8) OpenAI model setup (optional)
If USE_OPENAI=True:
Create .env in project root:
OPENAI_API_KEY=your_key_here
Then main.py can use ChatOpenAI(model="gpt-4o").
9) MCP + Anki flashcards (optional integration)
From transcript, prerequisites:
Install Anki desktop app
Install AnkiConnect add-on
Clone Clanky MCP repo and build:
git clone <CLANKY_REPO_URL>
cd clanky
npm install
npm run build
Find:
clanky/build/index.js
Then in main.py uncomment the MCP block in setup_tools() and set:
Clanky + AnkiConnect documentation for detailed setup/debugging
If you run into anything that doesn’t match your dataset’s exact file naming (CSV filenames, folder names), the only thing you’ll need to adjust is the raw ingestion path in the notebook and the language folder names under data/. Everything else stays the same.
FAQ
Do I need strong NLP background before starting this project?
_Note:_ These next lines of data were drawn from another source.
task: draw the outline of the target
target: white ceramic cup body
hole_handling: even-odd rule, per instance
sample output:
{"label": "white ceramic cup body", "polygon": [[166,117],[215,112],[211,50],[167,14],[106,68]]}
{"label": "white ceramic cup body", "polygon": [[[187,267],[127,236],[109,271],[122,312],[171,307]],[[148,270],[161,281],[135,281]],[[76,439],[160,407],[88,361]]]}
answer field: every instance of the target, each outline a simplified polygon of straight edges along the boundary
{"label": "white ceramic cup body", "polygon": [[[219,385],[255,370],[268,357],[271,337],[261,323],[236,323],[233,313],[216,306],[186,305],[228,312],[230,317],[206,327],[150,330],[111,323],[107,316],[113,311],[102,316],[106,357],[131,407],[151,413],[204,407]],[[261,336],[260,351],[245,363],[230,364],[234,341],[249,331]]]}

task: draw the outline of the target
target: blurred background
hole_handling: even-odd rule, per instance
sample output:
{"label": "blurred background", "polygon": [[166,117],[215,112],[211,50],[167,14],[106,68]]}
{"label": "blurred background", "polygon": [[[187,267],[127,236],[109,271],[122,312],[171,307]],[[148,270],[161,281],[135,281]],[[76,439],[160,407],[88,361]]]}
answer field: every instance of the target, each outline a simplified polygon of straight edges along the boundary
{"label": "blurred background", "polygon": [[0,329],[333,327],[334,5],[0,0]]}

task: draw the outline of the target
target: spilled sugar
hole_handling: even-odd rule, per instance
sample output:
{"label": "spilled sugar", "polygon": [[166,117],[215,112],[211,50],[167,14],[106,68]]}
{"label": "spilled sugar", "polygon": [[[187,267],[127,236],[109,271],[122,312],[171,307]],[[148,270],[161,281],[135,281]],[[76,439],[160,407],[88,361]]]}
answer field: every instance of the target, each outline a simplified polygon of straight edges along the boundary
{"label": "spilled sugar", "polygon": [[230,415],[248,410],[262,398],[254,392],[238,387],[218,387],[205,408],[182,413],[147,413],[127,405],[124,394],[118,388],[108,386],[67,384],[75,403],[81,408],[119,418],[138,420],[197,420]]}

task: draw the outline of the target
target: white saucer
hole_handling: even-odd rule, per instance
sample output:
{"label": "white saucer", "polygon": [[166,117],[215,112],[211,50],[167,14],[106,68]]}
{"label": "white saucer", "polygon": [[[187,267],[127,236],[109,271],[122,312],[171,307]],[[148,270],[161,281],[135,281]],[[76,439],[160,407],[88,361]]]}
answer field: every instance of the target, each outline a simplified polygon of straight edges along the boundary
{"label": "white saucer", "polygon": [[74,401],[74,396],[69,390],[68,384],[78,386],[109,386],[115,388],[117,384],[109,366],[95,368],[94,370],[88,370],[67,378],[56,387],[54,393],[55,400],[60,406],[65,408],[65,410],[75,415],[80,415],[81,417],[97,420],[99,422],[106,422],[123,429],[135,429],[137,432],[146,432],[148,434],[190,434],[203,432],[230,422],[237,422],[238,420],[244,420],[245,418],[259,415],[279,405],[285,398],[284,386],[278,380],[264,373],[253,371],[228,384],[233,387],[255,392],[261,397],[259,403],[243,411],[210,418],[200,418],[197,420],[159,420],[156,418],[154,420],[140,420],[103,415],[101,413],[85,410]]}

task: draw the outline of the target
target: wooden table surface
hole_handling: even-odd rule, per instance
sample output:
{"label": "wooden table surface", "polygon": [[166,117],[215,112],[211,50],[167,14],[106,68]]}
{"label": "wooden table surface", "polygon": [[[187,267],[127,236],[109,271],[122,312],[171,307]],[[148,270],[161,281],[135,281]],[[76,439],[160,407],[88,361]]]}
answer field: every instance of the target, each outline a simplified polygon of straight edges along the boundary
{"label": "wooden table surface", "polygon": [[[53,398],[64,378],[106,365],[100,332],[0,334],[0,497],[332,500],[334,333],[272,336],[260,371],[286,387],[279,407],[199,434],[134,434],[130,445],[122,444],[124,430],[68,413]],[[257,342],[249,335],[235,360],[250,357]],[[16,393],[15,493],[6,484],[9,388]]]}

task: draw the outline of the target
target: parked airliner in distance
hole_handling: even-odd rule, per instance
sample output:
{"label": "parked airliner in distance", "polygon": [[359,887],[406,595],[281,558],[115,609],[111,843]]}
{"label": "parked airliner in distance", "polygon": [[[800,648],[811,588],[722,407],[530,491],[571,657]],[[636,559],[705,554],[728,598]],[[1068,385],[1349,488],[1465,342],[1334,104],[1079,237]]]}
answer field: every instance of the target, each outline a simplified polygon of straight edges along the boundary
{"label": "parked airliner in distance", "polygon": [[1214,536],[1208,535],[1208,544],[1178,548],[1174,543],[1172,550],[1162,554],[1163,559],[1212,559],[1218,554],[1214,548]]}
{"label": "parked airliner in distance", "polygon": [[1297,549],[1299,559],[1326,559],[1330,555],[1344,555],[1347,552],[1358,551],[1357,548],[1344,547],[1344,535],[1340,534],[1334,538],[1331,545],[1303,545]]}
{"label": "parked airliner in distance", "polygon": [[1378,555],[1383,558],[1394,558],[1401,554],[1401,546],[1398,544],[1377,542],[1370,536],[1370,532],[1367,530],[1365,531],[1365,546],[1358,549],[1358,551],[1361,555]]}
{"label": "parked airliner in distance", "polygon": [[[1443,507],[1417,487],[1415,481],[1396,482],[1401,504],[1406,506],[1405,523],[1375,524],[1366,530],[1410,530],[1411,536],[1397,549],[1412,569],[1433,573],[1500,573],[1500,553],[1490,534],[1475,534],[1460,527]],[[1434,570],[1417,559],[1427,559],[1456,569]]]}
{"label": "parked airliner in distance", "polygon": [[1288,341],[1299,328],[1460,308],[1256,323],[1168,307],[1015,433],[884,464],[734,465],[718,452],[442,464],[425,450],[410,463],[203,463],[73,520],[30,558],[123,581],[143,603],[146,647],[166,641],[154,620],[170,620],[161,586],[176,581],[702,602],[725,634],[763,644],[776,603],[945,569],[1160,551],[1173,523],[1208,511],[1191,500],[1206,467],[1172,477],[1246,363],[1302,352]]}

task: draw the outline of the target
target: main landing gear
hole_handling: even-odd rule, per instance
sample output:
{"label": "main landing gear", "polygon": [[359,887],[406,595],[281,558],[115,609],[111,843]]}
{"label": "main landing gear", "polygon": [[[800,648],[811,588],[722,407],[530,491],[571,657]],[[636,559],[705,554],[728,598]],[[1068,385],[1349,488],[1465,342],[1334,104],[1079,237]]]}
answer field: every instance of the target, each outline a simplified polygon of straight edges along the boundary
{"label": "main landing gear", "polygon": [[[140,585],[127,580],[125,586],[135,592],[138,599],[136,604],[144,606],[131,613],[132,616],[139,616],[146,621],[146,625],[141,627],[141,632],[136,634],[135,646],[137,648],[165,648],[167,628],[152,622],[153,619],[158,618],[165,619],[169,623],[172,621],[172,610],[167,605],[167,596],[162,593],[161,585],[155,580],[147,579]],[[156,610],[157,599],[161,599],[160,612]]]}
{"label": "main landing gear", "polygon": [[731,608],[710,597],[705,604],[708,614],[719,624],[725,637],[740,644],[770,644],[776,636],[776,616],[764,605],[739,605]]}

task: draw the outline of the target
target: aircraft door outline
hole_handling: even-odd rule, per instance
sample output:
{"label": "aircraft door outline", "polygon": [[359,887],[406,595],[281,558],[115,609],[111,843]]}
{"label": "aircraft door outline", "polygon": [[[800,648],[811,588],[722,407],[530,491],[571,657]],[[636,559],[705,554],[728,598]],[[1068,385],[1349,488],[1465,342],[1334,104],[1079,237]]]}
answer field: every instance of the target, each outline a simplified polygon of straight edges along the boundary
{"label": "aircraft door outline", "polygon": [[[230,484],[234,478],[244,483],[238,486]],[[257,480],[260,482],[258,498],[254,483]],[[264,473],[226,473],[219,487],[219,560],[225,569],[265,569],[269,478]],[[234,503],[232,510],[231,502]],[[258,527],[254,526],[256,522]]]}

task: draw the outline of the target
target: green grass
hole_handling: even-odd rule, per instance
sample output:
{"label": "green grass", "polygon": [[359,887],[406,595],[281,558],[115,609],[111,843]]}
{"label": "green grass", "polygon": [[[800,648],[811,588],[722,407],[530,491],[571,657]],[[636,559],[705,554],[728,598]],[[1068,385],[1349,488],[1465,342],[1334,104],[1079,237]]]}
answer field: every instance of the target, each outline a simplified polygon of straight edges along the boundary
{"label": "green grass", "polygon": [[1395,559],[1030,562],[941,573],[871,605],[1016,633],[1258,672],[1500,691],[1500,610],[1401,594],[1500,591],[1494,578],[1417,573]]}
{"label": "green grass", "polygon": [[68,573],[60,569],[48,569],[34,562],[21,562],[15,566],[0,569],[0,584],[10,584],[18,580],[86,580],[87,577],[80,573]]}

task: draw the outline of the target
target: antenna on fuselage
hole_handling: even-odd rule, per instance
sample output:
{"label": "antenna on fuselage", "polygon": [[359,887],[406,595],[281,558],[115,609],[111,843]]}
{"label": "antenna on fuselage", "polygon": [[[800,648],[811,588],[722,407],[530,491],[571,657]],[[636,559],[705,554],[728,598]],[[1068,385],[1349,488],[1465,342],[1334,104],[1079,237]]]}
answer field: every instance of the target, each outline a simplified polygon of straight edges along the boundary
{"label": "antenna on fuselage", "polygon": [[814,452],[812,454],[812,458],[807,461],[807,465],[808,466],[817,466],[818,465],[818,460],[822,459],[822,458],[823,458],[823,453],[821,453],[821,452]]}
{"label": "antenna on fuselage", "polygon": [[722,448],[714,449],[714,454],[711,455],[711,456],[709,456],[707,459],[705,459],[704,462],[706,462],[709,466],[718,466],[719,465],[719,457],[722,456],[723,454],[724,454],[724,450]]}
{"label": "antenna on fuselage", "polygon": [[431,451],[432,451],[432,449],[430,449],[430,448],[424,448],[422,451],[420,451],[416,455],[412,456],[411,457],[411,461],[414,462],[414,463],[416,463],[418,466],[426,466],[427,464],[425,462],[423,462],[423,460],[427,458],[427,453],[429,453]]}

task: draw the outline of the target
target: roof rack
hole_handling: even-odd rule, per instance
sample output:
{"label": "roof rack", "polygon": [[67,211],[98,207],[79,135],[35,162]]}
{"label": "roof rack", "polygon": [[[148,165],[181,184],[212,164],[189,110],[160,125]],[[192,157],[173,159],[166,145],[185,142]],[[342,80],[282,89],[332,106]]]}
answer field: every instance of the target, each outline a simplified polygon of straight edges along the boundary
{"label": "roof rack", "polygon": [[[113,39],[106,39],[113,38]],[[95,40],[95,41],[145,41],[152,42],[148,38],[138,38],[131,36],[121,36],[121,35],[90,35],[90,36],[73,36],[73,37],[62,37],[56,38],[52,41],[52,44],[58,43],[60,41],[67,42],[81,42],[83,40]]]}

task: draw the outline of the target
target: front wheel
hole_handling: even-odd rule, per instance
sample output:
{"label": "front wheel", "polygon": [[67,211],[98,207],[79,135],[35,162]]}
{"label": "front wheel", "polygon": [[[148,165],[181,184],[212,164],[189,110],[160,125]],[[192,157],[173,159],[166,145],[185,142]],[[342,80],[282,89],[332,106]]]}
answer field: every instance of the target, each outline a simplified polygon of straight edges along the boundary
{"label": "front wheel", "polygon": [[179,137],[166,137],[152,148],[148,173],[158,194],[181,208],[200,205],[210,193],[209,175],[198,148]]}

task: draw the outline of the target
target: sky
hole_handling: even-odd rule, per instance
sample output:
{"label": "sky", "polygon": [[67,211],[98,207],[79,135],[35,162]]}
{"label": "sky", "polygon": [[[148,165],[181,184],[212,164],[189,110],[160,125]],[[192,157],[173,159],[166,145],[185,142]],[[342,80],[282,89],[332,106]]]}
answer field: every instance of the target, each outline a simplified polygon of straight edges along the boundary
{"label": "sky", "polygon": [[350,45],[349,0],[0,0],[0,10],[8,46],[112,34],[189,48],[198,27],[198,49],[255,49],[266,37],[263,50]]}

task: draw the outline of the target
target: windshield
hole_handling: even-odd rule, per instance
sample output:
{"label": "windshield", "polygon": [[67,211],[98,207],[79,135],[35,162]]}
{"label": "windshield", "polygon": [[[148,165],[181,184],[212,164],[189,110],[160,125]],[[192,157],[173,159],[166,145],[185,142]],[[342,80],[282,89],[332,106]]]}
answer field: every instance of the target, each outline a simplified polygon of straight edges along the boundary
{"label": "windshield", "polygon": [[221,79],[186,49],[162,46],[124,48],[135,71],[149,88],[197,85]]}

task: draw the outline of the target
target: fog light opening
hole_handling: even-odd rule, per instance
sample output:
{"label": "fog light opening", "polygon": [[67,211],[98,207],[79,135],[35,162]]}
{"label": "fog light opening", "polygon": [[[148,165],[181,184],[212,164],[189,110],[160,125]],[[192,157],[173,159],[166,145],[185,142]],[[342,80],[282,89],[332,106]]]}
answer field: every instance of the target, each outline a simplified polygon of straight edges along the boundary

No. Basic Python and API usage is enough to start, then you can deepen NLP knowledge as you build.
Why combine OpenAI with Ollama in the same workflow?
It gives you flexibility: hosted reasoning quality when needed, and local model control for cost/privacy-sensitive tasks.
What part fails most often in practice?
Data quality and tool orchestration. Clean your dataset early and log tool inputs/outputs during debugging.